Solving (45), we obtain four characteristic multipliers

$$ \rho _{1,2}=1, $$
$$ \rho _{3,4}=1\pm i \pi \sqrt{3\varepsilon }-\frac{3\pi ^2}{2} \varepsilon \mp i \frac{\pi \sqrt{3}}{32} (17+16\pi ^2) \varepsilon ^{3/2}+\frac{3\pi ^2}{32}(17+4\pi ^2) \varepsilon ^2. $$

Note that two characteristic multipliers \(\rho _{1,2}=1\) determine two independent periodic solutions to system (32). One can readily check that the absolute value of the second couple of the characteristic multipliers \(\rho _{3,4}\) is equal to 1. They are complex conjugate and determine two purely imaginary characteristic exponents

$$ \lambda _{3,4}= \frac{1}{2\pi } \log \rho =\pm i \frac{\sqrt{3\varepsilon }}{2} \left( 1-\frac{17}{32} \varepsilon +\frac{85}{256} \varepsilon ^2 \right) . $$

According to Floquet–Lyapunov theory (see [23]), four linearly independent solutions to system (32) with \(2\pi \)-periodic matrix may be represented in the form

$$\begin{aligned} x_1(t)=f_1(t),\ x_2(t)=f_2(t),\ x_3(t)=\exp (\lambda _3 t) f_3(t), x_4(t)=\exp (\lambda _4 t) f_4(t), \end{aligned}$$
(46)

where \(f_k(t), (k=1,2,3,4)\) are \(2\pi \)-periodic functions. Therefore, in the case of \(\varepsilon > 0\) solutions (46) describe the perturbed motion of the system in the bounded domain in the neighborhood of the periodic solution (23)–(24). It means this solution is stable in linear approximation, and so the SAM is an example of mechanical system in which the equilibrium state is stabilized by oscillations.

5 Conclusion

In the present paper, we have considered a swinging Atwood machine in the case when one body of smaller mass is permitted to oscillate in a vertical plane. Such a system has a state of equilibrium only in the case of equal masses but this state is unstable. Doing necessary symbolic computations, we have demonstrated that owing to oscillations the system has a dynamic equilibrium state described by a periodic solution of the equations of motion. It is a very interesting peculiarity of the system which takes place only due to the nonlinearity of the equations of motion.

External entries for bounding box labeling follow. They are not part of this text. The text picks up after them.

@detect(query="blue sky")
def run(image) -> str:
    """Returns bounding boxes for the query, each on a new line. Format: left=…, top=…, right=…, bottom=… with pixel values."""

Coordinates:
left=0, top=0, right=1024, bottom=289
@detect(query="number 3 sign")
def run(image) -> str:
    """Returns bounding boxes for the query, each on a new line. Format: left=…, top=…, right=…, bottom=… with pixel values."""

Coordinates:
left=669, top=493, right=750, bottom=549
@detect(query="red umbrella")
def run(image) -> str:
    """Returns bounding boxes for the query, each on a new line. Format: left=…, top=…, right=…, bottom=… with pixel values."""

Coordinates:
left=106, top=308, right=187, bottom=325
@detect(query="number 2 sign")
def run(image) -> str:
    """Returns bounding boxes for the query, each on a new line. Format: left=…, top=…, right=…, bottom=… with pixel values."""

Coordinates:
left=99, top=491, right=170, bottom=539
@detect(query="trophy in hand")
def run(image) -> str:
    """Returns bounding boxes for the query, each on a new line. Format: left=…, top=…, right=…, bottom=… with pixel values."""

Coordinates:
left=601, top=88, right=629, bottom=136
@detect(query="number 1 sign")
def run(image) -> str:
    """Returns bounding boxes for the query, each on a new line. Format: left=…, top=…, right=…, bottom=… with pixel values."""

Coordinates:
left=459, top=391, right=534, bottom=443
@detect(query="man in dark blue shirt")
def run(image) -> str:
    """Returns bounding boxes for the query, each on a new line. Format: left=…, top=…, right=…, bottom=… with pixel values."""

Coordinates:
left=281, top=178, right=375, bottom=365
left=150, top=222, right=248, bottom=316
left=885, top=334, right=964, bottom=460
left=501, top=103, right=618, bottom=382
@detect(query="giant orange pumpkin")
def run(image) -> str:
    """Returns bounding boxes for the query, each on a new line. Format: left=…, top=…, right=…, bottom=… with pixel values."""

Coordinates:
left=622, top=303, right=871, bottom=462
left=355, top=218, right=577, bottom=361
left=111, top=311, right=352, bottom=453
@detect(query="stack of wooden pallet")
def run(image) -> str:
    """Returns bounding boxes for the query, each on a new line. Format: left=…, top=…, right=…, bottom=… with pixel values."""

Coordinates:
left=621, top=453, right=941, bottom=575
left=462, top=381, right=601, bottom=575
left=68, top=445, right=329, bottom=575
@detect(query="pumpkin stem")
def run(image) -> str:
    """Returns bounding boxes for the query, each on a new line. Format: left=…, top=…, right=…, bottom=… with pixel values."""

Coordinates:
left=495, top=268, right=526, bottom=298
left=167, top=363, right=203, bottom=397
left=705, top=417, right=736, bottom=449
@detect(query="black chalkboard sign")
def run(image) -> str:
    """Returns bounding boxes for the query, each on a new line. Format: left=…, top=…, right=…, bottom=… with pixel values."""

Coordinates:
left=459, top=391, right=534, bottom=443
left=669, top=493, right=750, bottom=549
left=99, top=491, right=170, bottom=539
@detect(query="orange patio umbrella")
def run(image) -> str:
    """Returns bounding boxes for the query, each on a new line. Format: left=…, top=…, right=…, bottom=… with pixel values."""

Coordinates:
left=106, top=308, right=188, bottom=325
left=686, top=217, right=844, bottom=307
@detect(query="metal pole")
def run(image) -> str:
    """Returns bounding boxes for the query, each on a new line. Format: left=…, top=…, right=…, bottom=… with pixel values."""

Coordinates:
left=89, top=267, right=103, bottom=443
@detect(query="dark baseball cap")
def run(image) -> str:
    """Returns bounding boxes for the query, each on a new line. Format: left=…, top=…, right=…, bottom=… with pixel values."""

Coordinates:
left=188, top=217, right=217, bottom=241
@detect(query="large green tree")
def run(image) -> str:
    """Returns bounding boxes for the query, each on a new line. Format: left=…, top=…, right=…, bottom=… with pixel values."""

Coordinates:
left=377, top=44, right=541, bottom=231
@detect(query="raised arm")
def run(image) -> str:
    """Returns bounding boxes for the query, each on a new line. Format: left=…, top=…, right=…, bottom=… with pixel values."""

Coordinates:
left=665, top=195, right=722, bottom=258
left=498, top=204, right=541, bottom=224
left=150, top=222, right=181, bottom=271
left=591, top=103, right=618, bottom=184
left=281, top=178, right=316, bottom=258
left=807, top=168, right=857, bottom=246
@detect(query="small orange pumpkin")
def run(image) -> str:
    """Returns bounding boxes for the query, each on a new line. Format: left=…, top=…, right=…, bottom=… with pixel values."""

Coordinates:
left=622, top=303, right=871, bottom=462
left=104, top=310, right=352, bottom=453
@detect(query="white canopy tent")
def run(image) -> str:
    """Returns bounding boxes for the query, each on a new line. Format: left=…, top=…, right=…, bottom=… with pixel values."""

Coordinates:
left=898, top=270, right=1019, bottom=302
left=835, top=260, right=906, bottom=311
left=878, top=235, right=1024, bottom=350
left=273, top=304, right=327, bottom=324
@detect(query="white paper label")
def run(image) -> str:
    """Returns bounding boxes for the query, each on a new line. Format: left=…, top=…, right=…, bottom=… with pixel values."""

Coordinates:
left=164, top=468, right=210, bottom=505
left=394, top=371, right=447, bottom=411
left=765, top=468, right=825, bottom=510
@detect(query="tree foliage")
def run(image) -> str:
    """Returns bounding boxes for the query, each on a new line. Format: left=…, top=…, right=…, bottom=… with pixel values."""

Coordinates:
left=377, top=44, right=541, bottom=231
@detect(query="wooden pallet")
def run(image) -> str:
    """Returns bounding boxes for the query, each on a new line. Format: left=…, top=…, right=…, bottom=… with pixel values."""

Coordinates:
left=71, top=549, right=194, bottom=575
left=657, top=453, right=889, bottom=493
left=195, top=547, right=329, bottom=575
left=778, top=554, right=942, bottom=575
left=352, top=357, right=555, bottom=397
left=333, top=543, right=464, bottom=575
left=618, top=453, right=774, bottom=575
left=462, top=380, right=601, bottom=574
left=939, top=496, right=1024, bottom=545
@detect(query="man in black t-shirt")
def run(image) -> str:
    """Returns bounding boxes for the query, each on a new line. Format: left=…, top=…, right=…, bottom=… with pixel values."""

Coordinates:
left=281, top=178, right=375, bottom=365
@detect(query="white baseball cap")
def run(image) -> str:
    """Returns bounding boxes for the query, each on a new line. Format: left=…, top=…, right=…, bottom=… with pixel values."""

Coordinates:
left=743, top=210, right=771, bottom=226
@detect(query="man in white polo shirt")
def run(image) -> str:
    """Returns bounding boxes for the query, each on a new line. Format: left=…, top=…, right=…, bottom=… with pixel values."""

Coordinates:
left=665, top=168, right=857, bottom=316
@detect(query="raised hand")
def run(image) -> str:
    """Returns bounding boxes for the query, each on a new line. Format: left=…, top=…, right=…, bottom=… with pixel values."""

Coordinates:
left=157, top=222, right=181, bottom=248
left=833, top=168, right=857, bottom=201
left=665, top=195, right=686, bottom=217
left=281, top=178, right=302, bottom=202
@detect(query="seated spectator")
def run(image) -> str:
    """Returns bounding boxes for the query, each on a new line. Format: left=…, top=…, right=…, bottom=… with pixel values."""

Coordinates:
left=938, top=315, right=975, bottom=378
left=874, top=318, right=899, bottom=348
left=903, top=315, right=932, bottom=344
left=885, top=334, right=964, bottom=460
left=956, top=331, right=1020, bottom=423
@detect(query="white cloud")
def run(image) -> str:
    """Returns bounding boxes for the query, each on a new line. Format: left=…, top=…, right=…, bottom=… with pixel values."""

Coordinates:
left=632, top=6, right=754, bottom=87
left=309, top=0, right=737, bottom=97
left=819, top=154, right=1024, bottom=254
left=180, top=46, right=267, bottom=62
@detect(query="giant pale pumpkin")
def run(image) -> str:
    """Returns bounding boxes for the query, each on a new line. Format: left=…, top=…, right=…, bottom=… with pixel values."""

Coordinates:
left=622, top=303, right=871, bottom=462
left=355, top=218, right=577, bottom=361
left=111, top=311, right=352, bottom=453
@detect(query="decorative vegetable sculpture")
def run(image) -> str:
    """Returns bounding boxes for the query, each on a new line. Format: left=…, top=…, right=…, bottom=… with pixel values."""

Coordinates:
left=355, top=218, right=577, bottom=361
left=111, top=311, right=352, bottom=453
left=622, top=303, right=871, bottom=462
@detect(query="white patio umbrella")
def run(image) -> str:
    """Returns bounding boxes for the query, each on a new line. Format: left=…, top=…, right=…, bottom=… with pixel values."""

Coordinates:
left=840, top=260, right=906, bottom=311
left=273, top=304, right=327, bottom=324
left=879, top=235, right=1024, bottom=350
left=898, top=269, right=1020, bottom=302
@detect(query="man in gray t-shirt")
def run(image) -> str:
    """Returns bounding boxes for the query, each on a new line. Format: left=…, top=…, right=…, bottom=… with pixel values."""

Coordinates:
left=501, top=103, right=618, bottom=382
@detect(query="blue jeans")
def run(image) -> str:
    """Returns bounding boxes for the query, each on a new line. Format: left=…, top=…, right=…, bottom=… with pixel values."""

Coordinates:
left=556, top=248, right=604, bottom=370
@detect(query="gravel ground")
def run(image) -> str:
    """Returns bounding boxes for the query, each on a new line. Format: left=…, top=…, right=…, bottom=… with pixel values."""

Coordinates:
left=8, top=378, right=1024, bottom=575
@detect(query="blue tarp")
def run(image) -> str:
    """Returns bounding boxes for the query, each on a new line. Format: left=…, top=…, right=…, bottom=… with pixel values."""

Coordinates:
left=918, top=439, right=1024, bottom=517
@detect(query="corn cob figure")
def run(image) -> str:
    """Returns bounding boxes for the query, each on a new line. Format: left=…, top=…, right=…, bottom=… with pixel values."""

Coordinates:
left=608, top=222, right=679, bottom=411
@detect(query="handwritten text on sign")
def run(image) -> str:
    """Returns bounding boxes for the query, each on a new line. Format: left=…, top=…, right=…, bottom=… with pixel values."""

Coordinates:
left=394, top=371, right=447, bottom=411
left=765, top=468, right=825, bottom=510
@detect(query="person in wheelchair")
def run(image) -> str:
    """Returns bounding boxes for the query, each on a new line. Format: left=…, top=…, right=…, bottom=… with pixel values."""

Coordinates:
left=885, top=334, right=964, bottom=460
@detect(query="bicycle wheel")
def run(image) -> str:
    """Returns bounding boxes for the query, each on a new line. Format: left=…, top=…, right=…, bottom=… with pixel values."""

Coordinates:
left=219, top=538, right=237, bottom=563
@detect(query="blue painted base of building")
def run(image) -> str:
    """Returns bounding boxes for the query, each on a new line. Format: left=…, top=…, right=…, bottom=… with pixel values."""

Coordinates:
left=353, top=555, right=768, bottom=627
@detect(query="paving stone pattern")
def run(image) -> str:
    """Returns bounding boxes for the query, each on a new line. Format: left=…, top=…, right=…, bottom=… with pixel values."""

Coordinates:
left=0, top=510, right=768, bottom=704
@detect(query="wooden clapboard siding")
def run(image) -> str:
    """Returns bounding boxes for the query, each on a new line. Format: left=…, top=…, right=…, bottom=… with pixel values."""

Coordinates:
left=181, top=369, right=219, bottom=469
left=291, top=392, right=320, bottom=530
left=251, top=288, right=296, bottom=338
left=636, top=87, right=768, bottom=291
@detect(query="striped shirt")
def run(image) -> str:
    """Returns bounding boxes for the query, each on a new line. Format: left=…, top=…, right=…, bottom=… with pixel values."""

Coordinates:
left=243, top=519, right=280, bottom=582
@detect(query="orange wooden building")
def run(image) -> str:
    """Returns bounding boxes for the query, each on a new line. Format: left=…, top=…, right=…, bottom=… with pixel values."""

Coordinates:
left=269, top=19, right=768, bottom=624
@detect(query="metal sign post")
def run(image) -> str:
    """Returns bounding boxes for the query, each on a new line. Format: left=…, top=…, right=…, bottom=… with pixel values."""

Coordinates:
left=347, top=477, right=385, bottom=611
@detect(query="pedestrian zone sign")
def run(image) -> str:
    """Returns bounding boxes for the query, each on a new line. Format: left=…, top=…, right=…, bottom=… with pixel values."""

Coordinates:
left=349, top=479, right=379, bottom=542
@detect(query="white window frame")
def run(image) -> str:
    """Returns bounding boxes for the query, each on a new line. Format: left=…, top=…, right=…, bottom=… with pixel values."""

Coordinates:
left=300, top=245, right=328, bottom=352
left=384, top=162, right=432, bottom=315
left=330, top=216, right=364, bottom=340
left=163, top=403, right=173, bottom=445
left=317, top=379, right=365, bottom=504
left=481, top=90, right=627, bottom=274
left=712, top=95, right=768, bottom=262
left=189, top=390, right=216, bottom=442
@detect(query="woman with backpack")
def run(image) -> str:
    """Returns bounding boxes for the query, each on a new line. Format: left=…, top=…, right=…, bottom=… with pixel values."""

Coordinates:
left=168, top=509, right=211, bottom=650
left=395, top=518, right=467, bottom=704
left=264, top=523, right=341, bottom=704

We have found the initial conditions under which the equations of motion have periodic solution and proved its linear stability. Simulation of the system shows that this periodic motion is stable but its stability in Lyapunov sense still should be proved; so the problem requires further investigation. Note that the stability analysis of periodic solutions is a very complicated problem which involves quite tedious symbolic computations; so the application of computer algebra systems for doing such calculations is very helpful. In this work, we realized all the symbolic computations with the aid of the computer algebra systems Wolfram Mathematica.